Set up health check endpoints:
Route::get('/health', function () {
return response()->json([
'status' => 'healthy',
'timestamp' => now()->toISOString(),
]);
});Your monitoring tools can ping this to verify your API is responding.
The Real Learning Happens Next
Here’s the truth: you don’t really learn these concepts by reading about them. You learn them by building them, making mistakes, refactoring, and building them again.
Pick one project from this list. Don’t pick the hardest one to prove something. Pick one that sounds interesting. Build it completely: tests, documentation, error handling, the works.

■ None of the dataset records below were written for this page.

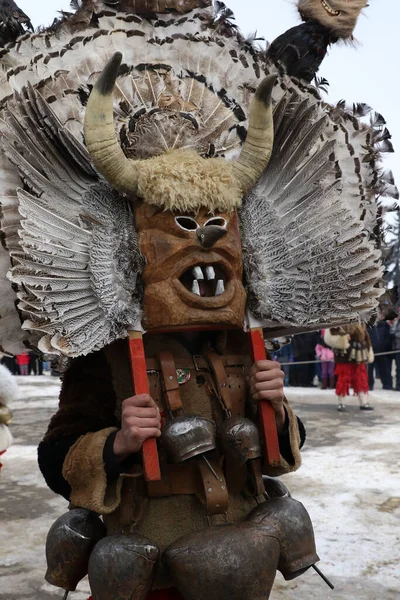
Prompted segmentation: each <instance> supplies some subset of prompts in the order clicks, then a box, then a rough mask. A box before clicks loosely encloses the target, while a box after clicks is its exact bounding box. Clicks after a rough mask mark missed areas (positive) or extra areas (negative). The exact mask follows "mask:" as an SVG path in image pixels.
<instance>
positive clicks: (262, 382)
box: [249, 360, 286, 434]
mask: <svg viewBox="0 0 400 600" xmlns="http://www.w3.org/2000/svg"><path fill="white" fill-rule="evenodd" d="M284 378H285V374H284V372H283V371H282V369H281V368H280V366H279V363H278V362H276V361H274V360H259V361H258V362H256V363H254V365H253V366H252V367H251V369H250V372H249V386H250V393H251V395H252V398H253V400H254V401H255V402H259V401H260V400H267V401H268V402H270V404H271V406H272V408H273V409H274V411H275V421H276V428H277V430H278V434H280V433H283V430H284V427H285V420H286V413H285V409H284V408H283V399H284V397H285V394H284V392H283V381H284Z"/></svg>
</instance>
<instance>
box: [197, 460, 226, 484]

Deploy it somewhere. Let it run for a week. Then come back and refactor it with what you’ve learned.
Then pick the next project.
The goal isn’t to collect finished projects in a GitHub repo. The goal is to internalize the patterns that make Laravel APIs maintainable. You want to reach the point where you don’t think about whether to use an API Resource - you just use one. Where rate limiting isn’t something you add later - it’s part of your initial setup.
That takes time. It takes repetition. It takes building the same patterns enough times that they become automatic.
These projects give you the structure. But the learning? That only happens when you actually write the code.